Con sensación de culpa, entró en la habitación. La vieja radio Motorola se hallaba en el estante que recordaba. Era enorme, pesada, y al sostenerla contra su pecho, casi se le cae. En la tapa de atrás, se leía la advertencia: «Peligro. No abrir». Sin embargo, ella sabía que, si no estaba enchufada, no corría riesgos. Con la lengua entre los labios, sacó los tornillos y contempló el interior. Tal como lo sospechaba, no había orquestas ni locutores en miniatura que vivieran su minúscula existencia anticipándose al momento en que el interruptor fuera llevado a la posición de encendido. En cambio, había hermosos tubos de vidrio que en cierto modo se parecían a las lamparitas de la luz. Algunos se asemejaban a las iglesias de Moscú que ella había visto en la ilustración de un libro. Las puntas que tenían en la base calzaban perfectamente en unos orificios especiales. Accionó la perilla de encendido y enchufó el aparato en un tomacorriente cercano. Si ella no lo tocaba, si ni siquiera se acercaba, ¿qué daño podría causarle?
Al cabo de unos instantes los tubos comenzaron a irradiar luz y calor, pero no se oyó sonido alguno. La radio estaba «rota», y hacía varios años que la habían retirado de circulación, al adquirir un modelo más moderno. Uno de los tubos no se encendía.
Desenchufó la radio y extrajo la lámpara rebelde. Dentro tenía un cuadradito de metal, unido a unos diminutos cables. «La electricidad pasa por los cables», recordó, «pero primero tiene que entrar en una lámpara». Una de las patitas parecía torcida, y con cierto esfuerzo logró enderezarla. Volvió a calzar la válvula, enchufó el aparato y comprobó, feliz, que la radio se encendía. Miró en dirección a la puerta cerrada, y bajó el volumen.
Movió la perilla que indicaba «frecuencia», y encontró una voz que hablaba en tono animado acerca de una máquina rusa que se hallaba en el espacio, dando vueltas sin cesar alrededor de la Tierra. «Sin cesar», pensó. Cambió la ubicación del dial en busca de otras estaciones. Al rato, por miedo a que la descubrieran, desconectó la radio, volvió a colocarle la tapa sin ajustar demasiado los tornillos y, con gran dificultad, levantó el aparato y lo puso de nuevo en su estante.

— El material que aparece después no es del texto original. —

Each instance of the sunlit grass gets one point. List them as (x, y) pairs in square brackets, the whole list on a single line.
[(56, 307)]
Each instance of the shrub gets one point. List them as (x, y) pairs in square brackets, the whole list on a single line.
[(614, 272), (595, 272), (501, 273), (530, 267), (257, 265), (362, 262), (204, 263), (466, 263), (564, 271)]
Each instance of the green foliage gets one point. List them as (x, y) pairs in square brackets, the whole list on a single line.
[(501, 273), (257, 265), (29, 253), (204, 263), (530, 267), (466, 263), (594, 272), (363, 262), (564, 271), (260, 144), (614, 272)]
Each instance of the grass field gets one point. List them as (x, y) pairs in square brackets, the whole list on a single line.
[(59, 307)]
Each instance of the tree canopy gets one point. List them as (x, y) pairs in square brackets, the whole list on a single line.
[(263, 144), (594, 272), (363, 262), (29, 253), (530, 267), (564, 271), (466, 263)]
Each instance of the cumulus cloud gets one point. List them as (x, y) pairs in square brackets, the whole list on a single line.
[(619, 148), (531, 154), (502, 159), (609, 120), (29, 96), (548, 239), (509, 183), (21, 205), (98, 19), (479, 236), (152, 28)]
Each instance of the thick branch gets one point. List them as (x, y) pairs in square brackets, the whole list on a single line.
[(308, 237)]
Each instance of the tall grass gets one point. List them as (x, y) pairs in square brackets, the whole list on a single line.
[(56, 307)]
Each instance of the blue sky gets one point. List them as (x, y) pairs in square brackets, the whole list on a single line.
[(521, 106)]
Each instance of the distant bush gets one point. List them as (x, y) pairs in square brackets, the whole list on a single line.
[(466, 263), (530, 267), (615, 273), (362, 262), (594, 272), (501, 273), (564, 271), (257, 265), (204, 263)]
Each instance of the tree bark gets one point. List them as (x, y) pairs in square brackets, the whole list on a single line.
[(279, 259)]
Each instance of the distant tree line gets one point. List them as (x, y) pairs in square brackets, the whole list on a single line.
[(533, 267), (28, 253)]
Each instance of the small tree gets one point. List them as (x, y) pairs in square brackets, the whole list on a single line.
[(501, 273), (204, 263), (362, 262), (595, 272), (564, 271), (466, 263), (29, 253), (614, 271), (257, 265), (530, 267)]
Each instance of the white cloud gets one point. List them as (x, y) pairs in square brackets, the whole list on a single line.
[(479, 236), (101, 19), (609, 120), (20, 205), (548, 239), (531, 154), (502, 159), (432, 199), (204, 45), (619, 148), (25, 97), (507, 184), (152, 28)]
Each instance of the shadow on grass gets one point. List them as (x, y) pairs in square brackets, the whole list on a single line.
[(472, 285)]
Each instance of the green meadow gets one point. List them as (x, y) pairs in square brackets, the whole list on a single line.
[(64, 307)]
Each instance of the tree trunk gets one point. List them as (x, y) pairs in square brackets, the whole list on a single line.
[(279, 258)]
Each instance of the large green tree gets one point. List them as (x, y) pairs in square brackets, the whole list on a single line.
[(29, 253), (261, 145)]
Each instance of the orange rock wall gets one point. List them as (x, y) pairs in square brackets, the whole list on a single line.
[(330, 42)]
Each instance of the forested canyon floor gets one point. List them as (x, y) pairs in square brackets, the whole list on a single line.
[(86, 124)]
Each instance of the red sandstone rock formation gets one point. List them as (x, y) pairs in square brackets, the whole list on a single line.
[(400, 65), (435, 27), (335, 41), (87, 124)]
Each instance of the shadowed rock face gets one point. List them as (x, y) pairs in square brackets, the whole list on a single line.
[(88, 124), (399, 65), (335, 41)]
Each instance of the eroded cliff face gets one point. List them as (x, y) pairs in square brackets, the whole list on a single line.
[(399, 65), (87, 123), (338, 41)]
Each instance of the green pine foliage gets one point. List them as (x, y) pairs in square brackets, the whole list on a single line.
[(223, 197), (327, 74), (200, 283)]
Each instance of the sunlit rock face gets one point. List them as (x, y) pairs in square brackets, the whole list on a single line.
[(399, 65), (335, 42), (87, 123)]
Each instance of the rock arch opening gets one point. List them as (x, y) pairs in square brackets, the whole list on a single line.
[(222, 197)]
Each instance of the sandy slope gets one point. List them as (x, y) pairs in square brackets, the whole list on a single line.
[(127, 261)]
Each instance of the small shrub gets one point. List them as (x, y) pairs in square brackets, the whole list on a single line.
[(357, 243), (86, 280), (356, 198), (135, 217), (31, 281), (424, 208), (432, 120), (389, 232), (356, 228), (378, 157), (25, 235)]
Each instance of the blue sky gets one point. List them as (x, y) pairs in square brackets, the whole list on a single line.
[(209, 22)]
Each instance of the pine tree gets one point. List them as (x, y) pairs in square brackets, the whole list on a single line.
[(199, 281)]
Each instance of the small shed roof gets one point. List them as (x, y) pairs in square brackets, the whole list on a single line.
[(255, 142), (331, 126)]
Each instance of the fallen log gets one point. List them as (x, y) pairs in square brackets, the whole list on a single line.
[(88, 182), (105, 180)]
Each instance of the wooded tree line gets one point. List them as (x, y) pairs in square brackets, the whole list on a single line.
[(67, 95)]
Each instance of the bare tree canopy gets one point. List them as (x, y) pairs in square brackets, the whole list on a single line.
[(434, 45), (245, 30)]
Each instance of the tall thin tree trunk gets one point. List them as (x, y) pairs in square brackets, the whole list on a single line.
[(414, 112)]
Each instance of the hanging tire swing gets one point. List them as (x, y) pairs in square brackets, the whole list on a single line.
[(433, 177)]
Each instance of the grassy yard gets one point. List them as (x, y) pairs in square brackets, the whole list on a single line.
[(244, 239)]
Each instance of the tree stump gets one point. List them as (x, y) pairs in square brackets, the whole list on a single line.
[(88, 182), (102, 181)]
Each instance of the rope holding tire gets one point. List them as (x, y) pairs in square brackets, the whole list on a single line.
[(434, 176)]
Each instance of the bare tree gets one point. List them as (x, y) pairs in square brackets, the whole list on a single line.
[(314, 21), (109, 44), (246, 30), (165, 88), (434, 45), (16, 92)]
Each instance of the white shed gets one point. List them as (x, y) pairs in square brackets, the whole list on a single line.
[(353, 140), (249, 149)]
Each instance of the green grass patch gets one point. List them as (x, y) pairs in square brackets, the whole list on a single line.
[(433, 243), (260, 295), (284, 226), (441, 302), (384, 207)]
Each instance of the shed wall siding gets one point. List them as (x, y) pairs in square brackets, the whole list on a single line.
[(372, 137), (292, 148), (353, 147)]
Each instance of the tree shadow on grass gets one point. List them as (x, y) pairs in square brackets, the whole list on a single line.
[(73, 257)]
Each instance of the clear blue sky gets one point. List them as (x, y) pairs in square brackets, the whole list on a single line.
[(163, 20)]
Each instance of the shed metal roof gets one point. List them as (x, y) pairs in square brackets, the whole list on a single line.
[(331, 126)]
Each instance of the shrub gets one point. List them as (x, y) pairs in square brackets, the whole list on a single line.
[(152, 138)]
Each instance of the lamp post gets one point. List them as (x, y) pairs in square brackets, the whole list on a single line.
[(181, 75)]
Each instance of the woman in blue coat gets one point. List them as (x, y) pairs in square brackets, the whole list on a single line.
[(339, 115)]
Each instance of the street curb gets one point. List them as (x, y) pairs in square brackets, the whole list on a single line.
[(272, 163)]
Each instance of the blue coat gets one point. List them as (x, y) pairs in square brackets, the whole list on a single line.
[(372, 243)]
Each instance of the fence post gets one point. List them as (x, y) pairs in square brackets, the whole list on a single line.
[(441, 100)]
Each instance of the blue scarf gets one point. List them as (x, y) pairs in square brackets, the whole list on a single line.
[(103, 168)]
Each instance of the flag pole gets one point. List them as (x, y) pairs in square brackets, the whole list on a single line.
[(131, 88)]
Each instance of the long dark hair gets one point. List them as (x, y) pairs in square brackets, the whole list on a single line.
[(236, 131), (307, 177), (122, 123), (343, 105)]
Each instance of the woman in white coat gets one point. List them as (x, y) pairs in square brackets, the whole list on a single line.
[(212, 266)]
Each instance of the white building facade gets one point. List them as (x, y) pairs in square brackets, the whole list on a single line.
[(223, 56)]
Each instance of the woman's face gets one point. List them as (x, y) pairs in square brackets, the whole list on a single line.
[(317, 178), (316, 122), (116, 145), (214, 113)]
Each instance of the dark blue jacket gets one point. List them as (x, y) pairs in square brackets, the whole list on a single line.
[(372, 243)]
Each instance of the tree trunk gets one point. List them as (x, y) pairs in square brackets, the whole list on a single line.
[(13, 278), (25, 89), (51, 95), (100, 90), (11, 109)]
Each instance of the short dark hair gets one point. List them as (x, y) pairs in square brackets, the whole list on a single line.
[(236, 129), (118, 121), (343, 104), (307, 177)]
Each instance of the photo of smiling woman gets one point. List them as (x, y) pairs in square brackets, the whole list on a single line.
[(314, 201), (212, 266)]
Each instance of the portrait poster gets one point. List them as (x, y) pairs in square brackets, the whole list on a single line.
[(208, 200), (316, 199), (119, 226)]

Cuando salía, agitada, de la habitación, se topó con su madre.
— ¿Todo bien, Ellie?
— Sí, mamá.
Puso cara de indiferencia, pero le latía el corazón y sentía las manos húmedas. Se dirigió a su rincón favorito del patio y, con las rodillas apretadas contra el mentón, pensó en el mecanismo de la radio. ¿Eran necesarios todos esos tubos? ¿Qué pasaría si uno extraía de a uno por vez? En una oportunidad, su padre los había llamado «tubos vacíos».
¿Qué sucedía dentro de ellos? ¿Cómo hacían para entrar en la radio la música de las orquestas y la voz de los locutores? Éstos solían decir: «En el aire». ¿Acaso la radio se transmitía por el aire? ¿Qué pasaba dentro del receptor cuando uno cambiaba de estación? ¿Qué era la «frecuencia»? ¿Por qué había que enchufarla para que funcionara?
¿Se podría dibujar una especie de mapa para ver por dónde circulaba la electricidad dentro de la radio? ¿Sería peligroso desarmar una radio? ¿Se podría luego volver a armarla?
— ¿En qué andabas, Ellie? — le preguntó la madre, que regresaba en ese momento de recoger la ropa tendida.
— En nada, mamá. Pensaba, nada más.
Cuando tenía diez años, la llevaron en verano a visitar a dos primos odiados, en un grupo de cabañas junto a un lago de la península de Michigan. No entendía por qué, viviendo junto al lago de Wisconsin, decidían viajar cinco horas en auto para llegar a un lago similar, en Michigan, máxime para ver a dos chicos antipáticos, de diez y once años.
Unos verdaderos pesados. ¿Por qué su padre, que la comprendía tanto en otros aspectos, pretendía que jugara día tras día con esos idiotas? Se pasó las vacaciones esquivándolos.